A new Bill is ready to be passed that will set up an arm of DSE called Vicforests to manage the commercial side of logging. Premier Bracks made a pre-election promise that the Department of Sustainability and Environment (DSE) would be more financially accountable. This Bill hampers accountability.
NO FORESTS NO FUTURE
Some of the Bracks Government’s promises in the Our Forests Our Future policy document included:
- Introducing ecologically sustainable logging;
- public accountability and transparency in the management of our forests;
- and complying with Competition Policy (this should see public forests no longer being sold for peanuts, which made it impossible for plantation growers to compete).

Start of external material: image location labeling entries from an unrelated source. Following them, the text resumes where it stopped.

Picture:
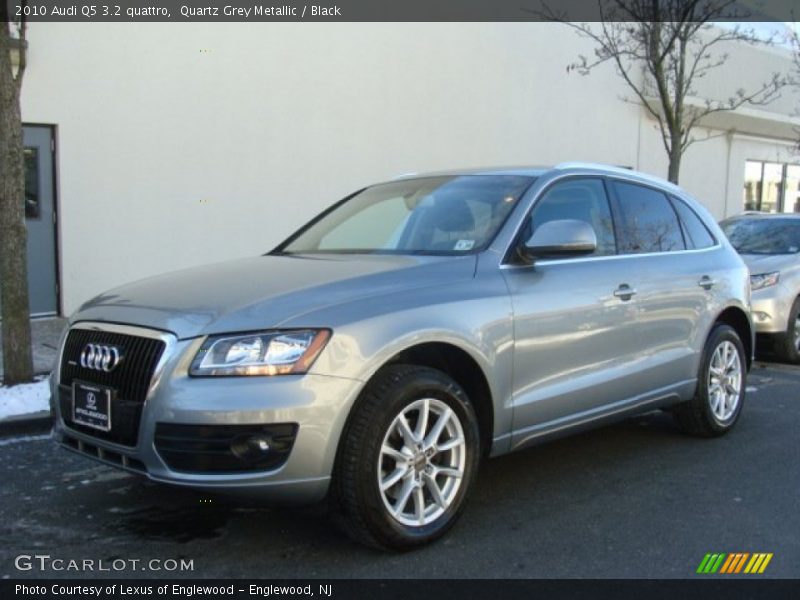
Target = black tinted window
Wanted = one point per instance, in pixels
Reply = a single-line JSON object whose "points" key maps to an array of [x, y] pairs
{"points": [[580, 199], [763, 236], [696, 233], [649, 224]]}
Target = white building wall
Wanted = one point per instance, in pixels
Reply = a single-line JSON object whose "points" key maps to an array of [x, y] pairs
{"points": [[182, 144]]}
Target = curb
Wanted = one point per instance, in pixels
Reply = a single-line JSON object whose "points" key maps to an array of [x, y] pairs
{"points": [[39, 422]]}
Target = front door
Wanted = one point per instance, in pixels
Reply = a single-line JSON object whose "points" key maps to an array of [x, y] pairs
{"points": [[40, 219], [573, 321]]}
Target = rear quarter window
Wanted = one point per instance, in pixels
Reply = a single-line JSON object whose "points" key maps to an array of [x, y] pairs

Technically, there is no time frame under which the government has to implement sustainability criteria – it could be within the next 20 years. That knocks out their first point.
There is nothing in the Bill that will allow for community consultation over areas to be logged. Once an agreement has been drawn up with logging interests it will be a commercial-in-confidence agreement that no one can access even under FOI. That knocks out the second accountability point.
The Bill might only partly implement the third point, but it leaves the way open for a continuation of the massive public subsidy we’ve been exposing for years.
Vicforests will choose which forests will be logged but this will be in the absence of an ecologically sustainable forest management system (ESFMS). Under the RFAs, the Bracks Government agreed to develop sustainability indicators and ESFMS.
Even if some sort of sustainability system is developed, there will be no direct obligation for Vicforests to comply with it. Given Vicforests’ commercial objectives to make profits, this is a huge concern.
The other fear is that the Bill does not ensure that Vicforests will recover the full cost of logging. It will bring in a system whereby licence holders will bid for logs. This will push smaller players out of the field and open the door for price fixing between the larger mills. There would be no minimum price for logs on offer.
There was a huge opportunity here to make forest management comply with biodiversity protection and other environmental laws. It could also have resolved the issue of clearfelling old growth and other heritage forests. However it has written another vague and unenforceable piece of legislation.
The Bill also makes other amendments to the Forests Act 1958 and the Conservation Forests and Lands Act 1987. One is a change of wording for charging protesters. It has been common to win appeals after people have been charged with “Obstruct lawful logging operation”. The wording has now been changed to “Obstruct approved logging operation”. This is an admission that very few of their approved logging operations are in fact lawful!